Scientists at Stanford have found a way to produce bendable, lightweight batteries and supercapacitors using ink, paper, carbon nanotubes, and silver nanowires. The nanotubes and nanowires are mixed with ink and painted onto a piece of regular printer paper, which is then dried in an oven. The end result is thin, low-cost, and very flexible, just like your sister.
The paper supercapacitor may last through 40,000 charge-discharge cycles – at least an order of magnitude more than lithium batteries. [...] Cui had previously created nanomaterial energy storage devices using plastics. His new research shows that a paper battery is more durable because the ink adheres more strongly to paper. [...] What’s more, you can crumple or fold the paper battery, or even soak it in acidic or basic solutions, and the performance does not degrade. “We just haven’t tested what happens when you burn it,” he said. [...]

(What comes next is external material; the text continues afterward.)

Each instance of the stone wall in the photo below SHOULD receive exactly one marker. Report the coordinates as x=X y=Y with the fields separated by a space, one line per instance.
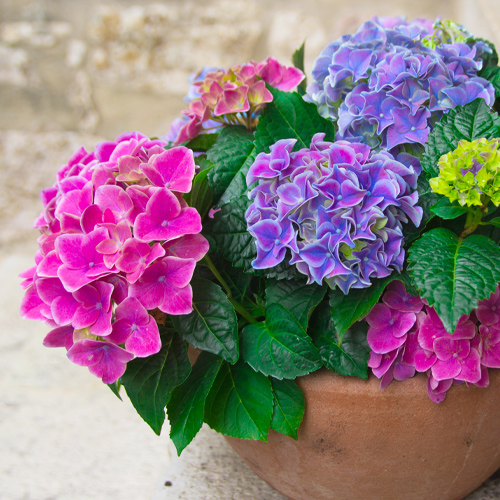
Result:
x=107 y=66
x=78 y=71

Cui predicts the biggest impact may be in large-scale storage of electricity on the distribution grid. Excess electricity generated at night, for example, could be saved for peak-use periods during the day. Wind farms and solar energy systems also may require storage. [Stanford]
I’m totally going to paint all six sides of a room with this stuff and pretend I’m James Woods’s's’s wife in the Quitters, Inc. part of Cat’s Eye.